A cabeça de casal atribuiu o valor presumível de € 50.000,00 aos bens móveis (mobiliário e electrodomésticos) adquiridos pelo inventariado AA. (…) e existentes no imóvel sito (…) Oeiras (verba 13).
Na reclamação à relação de bens, as Requerentes afirmaram que os recheios em causa foram adquiridos pelas próprias e que não correspondem aos valores mencionados.
Verificando-se que inexiste qualquer prova apresentada pela cabeça de casal (a qual deveria ter sido junta com os articulados) para sustentar o alegado, e na reclamação contra a relação de bens apresentada pelo interessado EE. P(…) (que se alerta que não pode servir para a cabeça de casal colmatar as suas falhas) o meio de prova apresentado é solicitar às Requerentes que demonstrem que foram elas que adquiriram os bens que têm nas suas residências, juntando facturas e extractos bancários, determina-se desde já a exclusão de tais verbas.
(…)
(iii)      Verba de € 150.000,00, obtida com a venda do imóvel sito (…) São João Do Estoril, «canalizada» para as Requerentes, na proporção de ½ para cada uma; e Verba de € 175.000,00, obtida com a venda do imóvel sito (…) em Oeiras, «destinada» às Requerentes, na proporção de ½ para cada uma.

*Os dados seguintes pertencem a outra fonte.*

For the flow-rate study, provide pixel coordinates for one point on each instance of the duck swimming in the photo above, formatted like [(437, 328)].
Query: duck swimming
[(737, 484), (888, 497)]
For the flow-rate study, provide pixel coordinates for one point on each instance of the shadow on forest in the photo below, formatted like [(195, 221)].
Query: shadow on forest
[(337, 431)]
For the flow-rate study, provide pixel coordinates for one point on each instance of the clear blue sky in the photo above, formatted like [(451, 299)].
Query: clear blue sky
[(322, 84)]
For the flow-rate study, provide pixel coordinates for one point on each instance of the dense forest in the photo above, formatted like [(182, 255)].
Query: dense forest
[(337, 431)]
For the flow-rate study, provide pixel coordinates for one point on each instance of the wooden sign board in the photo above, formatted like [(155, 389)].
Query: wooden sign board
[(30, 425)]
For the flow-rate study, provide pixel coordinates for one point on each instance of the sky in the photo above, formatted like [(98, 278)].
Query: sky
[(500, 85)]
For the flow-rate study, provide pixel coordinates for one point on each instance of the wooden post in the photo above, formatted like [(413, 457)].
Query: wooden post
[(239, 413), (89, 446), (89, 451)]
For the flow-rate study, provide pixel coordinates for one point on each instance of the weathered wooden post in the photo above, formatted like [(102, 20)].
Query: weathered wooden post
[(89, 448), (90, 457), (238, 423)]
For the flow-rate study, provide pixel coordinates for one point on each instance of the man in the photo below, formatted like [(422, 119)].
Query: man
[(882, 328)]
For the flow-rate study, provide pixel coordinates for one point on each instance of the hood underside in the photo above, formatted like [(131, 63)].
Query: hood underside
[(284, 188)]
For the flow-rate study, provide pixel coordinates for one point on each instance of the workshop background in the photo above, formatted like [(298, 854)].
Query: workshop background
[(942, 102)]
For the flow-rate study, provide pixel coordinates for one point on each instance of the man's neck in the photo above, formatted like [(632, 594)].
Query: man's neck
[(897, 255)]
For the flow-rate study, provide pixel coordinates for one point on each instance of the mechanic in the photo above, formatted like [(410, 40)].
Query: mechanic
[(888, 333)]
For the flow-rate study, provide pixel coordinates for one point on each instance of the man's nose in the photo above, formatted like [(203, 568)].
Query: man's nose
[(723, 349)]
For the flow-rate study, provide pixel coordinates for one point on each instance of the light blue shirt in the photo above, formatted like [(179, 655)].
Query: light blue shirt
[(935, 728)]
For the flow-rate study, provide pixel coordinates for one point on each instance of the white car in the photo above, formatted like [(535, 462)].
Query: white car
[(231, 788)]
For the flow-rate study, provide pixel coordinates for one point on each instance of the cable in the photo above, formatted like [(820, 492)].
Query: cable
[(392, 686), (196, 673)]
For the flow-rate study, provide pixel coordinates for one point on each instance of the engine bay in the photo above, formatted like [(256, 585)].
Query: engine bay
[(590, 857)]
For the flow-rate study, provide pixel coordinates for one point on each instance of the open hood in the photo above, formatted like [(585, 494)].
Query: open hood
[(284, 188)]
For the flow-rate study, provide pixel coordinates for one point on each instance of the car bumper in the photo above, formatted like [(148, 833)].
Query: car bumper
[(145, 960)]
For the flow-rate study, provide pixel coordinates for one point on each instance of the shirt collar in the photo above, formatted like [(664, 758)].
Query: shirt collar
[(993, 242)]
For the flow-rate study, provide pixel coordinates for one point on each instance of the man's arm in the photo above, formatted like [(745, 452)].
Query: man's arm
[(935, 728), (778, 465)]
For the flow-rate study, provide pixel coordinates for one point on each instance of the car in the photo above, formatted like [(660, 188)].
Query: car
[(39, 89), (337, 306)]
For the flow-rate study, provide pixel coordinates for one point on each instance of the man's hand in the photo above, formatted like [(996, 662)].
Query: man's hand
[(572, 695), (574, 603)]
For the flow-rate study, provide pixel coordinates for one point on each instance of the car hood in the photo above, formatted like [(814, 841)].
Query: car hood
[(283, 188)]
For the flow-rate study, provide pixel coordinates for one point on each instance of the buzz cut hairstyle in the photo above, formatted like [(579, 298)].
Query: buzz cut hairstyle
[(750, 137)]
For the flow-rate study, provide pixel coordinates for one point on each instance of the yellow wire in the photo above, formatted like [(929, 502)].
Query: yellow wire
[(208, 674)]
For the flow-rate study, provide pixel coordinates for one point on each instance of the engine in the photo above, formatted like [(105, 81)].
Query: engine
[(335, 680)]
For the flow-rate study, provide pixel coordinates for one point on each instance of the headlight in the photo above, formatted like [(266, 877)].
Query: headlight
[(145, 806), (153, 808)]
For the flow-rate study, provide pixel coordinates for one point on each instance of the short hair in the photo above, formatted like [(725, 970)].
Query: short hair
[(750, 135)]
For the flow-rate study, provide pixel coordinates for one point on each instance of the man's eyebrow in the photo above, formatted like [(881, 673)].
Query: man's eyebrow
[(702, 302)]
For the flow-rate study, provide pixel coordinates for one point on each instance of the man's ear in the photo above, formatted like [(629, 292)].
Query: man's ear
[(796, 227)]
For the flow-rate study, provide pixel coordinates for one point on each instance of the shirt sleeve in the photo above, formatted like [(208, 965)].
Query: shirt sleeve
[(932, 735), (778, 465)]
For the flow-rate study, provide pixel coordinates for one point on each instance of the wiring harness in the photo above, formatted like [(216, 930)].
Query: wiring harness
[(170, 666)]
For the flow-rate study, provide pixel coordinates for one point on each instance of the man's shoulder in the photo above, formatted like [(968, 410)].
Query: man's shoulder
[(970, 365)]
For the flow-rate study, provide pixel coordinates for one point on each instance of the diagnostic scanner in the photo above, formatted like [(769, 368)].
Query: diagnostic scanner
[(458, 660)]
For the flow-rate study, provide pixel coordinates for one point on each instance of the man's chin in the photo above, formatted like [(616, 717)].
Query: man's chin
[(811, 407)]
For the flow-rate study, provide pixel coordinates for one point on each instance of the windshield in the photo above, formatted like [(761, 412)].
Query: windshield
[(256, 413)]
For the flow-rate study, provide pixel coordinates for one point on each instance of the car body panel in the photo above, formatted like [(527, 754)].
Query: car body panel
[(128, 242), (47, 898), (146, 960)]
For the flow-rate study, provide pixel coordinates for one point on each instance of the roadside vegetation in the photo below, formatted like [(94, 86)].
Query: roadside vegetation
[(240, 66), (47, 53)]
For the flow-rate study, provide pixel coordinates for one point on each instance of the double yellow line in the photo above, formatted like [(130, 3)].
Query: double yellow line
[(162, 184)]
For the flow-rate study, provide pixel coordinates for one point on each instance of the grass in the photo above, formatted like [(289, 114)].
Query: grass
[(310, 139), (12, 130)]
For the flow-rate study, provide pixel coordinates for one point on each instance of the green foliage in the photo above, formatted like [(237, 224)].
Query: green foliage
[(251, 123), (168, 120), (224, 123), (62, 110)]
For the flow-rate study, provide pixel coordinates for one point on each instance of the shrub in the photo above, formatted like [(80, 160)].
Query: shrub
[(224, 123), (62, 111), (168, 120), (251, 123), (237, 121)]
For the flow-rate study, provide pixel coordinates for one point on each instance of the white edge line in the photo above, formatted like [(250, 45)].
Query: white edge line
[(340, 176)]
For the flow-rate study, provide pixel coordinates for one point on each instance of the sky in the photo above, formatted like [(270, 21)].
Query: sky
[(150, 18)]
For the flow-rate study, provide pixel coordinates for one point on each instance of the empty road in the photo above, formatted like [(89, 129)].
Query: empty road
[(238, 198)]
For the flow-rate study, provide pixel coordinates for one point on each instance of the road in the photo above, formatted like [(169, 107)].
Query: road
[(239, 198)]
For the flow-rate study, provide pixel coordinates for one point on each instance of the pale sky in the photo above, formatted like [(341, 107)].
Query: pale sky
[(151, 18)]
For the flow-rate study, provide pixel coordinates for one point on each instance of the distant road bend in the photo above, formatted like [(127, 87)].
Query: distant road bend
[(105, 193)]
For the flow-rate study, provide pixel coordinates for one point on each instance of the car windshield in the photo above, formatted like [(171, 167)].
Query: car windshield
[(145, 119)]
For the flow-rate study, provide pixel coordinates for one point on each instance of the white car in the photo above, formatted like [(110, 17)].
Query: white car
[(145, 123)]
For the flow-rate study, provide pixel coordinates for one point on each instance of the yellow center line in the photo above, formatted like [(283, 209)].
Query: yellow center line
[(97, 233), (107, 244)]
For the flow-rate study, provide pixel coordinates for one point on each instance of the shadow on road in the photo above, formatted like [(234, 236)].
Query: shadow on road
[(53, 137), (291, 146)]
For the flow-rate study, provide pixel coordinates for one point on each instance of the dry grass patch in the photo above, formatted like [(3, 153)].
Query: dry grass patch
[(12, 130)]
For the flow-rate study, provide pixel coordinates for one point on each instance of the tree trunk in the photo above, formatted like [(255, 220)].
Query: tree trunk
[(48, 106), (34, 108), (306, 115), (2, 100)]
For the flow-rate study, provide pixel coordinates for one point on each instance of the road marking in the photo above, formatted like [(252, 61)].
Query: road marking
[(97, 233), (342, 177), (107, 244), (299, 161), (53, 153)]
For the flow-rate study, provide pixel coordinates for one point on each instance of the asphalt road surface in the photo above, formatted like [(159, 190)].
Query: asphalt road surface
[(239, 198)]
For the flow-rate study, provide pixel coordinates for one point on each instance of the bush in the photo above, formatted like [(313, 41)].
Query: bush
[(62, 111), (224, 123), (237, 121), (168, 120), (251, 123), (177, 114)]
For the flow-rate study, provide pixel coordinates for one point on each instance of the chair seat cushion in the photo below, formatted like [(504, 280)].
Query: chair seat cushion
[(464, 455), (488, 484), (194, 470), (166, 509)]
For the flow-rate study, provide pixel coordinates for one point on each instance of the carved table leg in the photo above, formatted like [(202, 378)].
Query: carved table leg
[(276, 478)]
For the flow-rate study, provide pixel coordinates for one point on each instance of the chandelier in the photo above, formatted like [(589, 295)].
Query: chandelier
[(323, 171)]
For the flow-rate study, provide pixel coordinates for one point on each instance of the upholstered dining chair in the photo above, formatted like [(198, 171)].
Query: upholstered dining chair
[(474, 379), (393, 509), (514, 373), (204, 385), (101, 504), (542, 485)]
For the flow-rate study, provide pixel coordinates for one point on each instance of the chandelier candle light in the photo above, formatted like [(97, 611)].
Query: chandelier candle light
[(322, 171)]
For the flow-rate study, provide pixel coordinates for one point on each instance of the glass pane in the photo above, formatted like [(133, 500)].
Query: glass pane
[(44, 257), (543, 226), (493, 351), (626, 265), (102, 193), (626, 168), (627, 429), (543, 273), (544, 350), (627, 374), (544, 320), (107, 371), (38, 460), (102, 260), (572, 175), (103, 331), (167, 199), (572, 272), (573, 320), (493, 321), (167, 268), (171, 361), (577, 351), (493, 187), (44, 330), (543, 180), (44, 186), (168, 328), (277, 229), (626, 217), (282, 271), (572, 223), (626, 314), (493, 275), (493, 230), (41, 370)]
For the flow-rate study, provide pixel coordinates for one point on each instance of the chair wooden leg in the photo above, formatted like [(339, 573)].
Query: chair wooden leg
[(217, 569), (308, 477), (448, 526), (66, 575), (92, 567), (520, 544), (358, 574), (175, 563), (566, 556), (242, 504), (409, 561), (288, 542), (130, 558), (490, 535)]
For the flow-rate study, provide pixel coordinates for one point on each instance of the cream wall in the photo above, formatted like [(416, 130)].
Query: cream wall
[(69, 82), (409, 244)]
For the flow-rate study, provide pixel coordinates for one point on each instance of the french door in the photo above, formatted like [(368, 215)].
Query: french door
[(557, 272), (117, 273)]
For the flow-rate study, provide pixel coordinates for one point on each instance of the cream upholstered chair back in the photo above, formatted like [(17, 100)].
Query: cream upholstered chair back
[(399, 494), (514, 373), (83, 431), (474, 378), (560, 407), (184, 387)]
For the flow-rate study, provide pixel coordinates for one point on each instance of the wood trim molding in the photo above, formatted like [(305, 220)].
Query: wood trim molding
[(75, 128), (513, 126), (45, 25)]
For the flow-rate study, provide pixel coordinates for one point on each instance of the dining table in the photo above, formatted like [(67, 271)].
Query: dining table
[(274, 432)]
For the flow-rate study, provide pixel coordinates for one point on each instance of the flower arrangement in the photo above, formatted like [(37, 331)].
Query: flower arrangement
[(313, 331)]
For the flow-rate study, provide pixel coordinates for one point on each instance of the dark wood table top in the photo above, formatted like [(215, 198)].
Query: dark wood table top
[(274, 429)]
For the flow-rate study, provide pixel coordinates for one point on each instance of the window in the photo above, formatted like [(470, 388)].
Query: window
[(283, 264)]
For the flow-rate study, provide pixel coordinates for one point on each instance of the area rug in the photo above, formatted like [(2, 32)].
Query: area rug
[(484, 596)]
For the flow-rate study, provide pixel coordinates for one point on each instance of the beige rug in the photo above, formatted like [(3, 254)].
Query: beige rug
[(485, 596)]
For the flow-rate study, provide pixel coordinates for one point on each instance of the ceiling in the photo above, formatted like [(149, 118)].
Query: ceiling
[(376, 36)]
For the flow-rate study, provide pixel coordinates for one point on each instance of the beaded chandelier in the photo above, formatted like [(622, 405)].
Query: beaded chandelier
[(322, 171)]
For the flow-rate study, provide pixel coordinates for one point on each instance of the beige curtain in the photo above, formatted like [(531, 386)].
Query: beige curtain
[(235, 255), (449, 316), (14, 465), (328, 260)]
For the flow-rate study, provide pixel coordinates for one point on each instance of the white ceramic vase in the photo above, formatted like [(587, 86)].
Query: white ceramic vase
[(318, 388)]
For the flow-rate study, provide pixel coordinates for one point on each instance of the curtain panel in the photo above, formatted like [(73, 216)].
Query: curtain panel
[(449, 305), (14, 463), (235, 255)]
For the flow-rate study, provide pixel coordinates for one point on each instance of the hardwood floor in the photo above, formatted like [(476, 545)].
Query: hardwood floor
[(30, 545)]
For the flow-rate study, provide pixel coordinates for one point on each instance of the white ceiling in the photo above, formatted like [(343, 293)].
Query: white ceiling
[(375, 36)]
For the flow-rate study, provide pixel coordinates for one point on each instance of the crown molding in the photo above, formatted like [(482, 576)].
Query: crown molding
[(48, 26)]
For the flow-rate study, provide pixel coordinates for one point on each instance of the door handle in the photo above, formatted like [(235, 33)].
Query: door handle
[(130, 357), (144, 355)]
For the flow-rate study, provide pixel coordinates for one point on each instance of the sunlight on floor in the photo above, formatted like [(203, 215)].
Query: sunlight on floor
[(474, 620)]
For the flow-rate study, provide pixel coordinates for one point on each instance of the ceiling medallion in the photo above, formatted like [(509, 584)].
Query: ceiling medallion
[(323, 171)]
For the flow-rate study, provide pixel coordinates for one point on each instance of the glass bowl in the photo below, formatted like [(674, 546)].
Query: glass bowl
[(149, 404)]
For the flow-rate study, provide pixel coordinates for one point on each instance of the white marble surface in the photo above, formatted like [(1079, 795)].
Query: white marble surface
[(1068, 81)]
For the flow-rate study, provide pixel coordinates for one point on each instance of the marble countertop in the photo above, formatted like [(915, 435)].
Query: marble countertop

Verifica-se que inexiste qualquer prova dessas “doações”, nomeadamente documental, tendo a Cabeça de Casal limitado a aderir ao solicitado pelo Interessado, sem qualquer suporte ou justificação. Por sua vez, o Interessado também se limitou a alegar que tem conhecimento das doações porque o inventariado lhe contou e veio juntar uma escritura pública datada de 2006 onde consta a venda de um dos imóveis por parte do inventariado à sociedade G., da qual era o sócio gerente.  
Deste modo, e sem prejuízo das partes intentarem as respectivas acções comuns para se apurar o agora vagamente alegado, determina-se desde já a exclusão dessas verbas”.
Já quanto à questão da inclusão de uma verba correspondente ao recheio do imóvel identificado na verba 17, e tal como resulta da parte do despacho já acima transcrita, entendeu o tribunal recorrido que se mantinha a controvérsia, a determinar a produção ulterior de prova.
A cabeça de casal contrapõe que o tratamento processual a dar à questão da manutenção das verbas 12 e 13 deve ser idêntico àquele respeitante à questão da inclusão de uma verba correspondente ao recheio do imóvel identificado na verba 17. O que significa que, ou se excluem todas as verbas (é nesse sentido que se deve interpretar a segunda parte do pedido formulado em sede de alegação de recurso, embora incorrectamente reportado à verba 17, e não ao recheio do imóvel identificando na mesma) ou se admite a produção de prova relativamente a todas essas mesmas três verbas (como consta da terceira parte do pedido formulado em sede de alegação de recurso).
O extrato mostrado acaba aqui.